После переезда цареубийцы Тихомирова из Женевы в Париж Гурин занял место самого плодовитого и постоянно пишущего в русской колонии. Мало того, что он ходил весь заляпанный чернилами с головы до ног, его часто видели в окне своей квартиры с пером в руке, что-то пишущего за столом. Он никогда никому, даже Фанни Березовской, не показывал своих рукописей. Говорили, что он состоит корреспондентом многих русских и французских газет, а также пишет романы из жизни животных. Название одного из них: «Через Рону в Жэ. Воспоминание женевской виноградной улитки о путешествии из Шена на паровике, конке и омнибусе с двумя пересадками» Фанни видела на одной из папок с бумагами. В действительности несколько вечеров в неделю Артемий Иванович посвящал написанию подробного донесения о жизни женевской эмиграции, которое отправлял в Париж на имя мсье Леонарда — под этим именем скрывался заведующий Заграничной агентурой Департамента полиции Петр Иванович Рачковский. Артемий Иванович делал это вовсе не из желания нагадить ближнему, и не потому, что он разочаровался в своем революционном призвании. Уже пять лет он был профессиональным внутренним агентом, сперва у Священной дружины, а теперь у Департамента полиции, за что ежемесячно получал двести пятьдесят рублей с разъездными.

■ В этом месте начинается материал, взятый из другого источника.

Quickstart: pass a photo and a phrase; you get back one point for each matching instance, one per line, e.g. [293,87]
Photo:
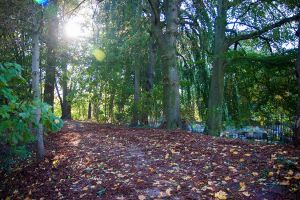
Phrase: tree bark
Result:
[167,44]
[297,124]
[135,110]
[90,111]
[66,106]
[52,40]
[36,88]
[216,94]
[111,105]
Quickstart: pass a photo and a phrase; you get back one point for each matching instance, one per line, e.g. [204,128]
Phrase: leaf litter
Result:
[91,161]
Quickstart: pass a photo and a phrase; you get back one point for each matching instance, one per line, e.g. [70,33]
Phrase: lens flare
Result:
[41,2]
[99,54]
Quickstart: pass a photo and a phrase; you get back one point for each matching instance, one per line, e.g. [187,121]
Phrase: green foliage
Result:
[17,117]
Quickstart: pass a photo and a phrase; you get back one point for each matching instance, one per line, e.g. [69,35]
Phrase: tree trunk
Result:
[111,105]
[149,80]
[170,74]
[216,93]
[135,110]
[51,55]
[36,88]
[167,44]
[297,125]
[90,111]
[66,106]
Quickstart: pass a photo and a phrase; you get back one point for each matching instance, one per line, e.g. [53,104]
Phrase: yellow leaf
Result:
[151,169]
[221,195]
[168,191]
[270,174]
[297,176]
[254,173]
[141,197]
[290,172]
[242,186]
[285,183]
[246,194]
[140,180]
[55,163]
[173,151]
[186,178]
[85,188]
[232,169]
[167,156]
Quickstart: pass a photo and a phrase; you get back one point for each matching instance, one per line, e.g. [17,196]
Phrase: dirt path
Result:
[89,161]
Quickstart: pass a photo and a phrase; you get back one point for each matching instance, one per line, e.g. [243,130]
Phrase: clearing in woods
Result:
[90,161]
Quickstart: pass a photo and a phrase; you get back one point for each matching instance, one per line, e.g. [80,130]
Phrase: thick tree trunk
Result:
[297,124]
[170,74]
[66,106]
[167,44]
[111,105]
[51,55]
[149,81]
[90,110]
[135,110]
[216,93]
[36,89]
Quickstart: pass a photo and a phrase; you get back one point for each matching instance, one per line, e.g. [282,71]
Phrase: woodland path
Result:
[90,161]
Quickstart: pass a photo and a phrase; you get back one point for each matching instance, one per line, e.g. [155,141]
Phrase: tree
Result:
[222,44]
[166,41]
[52,49]
[36,84]
[297,125]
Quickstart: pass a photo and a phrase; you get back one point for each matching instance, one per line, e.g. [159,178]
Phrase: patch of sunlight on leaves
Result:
[242,186]
[221,195]
[99,54]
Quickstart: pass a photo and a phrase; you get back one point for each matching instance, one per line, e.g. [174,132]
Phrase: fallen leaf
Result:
[221,195]
[168,191]
[246,194]
[270,174]
[242,186]
[167,156]
[85,188]
[141,197]
[232,169]
[254,173]
[290,172]
[286,183]
[297,176]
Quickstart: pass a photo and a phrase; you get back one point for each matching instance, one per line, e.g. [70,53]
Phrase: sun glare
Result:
[73,30]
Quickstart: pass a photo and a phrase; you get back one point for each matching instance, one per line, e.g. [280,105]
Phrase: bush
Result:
[17,116]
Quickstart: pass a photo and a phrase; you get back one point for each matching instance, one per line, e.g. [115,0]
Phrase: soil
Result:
[91,161]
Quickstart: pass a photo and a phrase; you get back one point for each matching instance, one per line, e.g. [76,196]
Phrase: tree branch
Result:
[265,29]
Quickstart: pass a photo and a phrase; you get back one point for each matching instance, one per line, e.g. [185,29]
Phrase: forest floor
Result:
[90,161]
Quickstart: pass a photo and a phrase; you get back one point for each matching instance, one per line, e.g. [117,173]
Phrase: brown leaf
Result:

В одном из таких рапортов он сообщил Рачковскому о том, что народовольцы получили различные пожертвования на свое дело, а вместе с ними и заказ от «либералов» на печать собрания герценовских «сочинений». Месяц назад Рачковский приехал в Женеву, чтобы организовать истребление типографии. Она составляла главную основу революционной деятельности заграничного Отдела «Народной Воли» и со времен «Колокола» служила самым крупным источником революционной заразы в России. По заданию Петра Ивановича Гурин собственноручно нарисовал план типографии, рутая в кассе шрифты одновременно пытаясь завести тесные отношения с «Казаком» и волочась за его нареченной невестой Галиной Светлявской, также работавшей в народовольческой типографии.

Сегодня утром Артемий Иванович очередной раз пошел заглянуть в типографию, находившуюся на том берегу Роны за вокзалом, и увидел у дверей фургон, из которого два мордатых парня под дождем выгружали пачки, упакованные в коричневую бумагу, и тяжелые ящики с набором. Ясно было, что в типографию привезли отпечатанные листы «Вестника» и вернули сам набор, а готовый набор последних листов пятой книжки Герцена в субботу не повезут, он останется в типографии до понедельника. Это давало уникальный шанс уничтожить не только отпечатанный тираж, но и разом весь шрифт, имевшийся в распоряжении у народовольцев. Такой шанс упустить было нельзя, и налет нужно было совершить сегодня ночью, тем более что Казак наверняка устроит на Террасьерке в честь такого события попойку.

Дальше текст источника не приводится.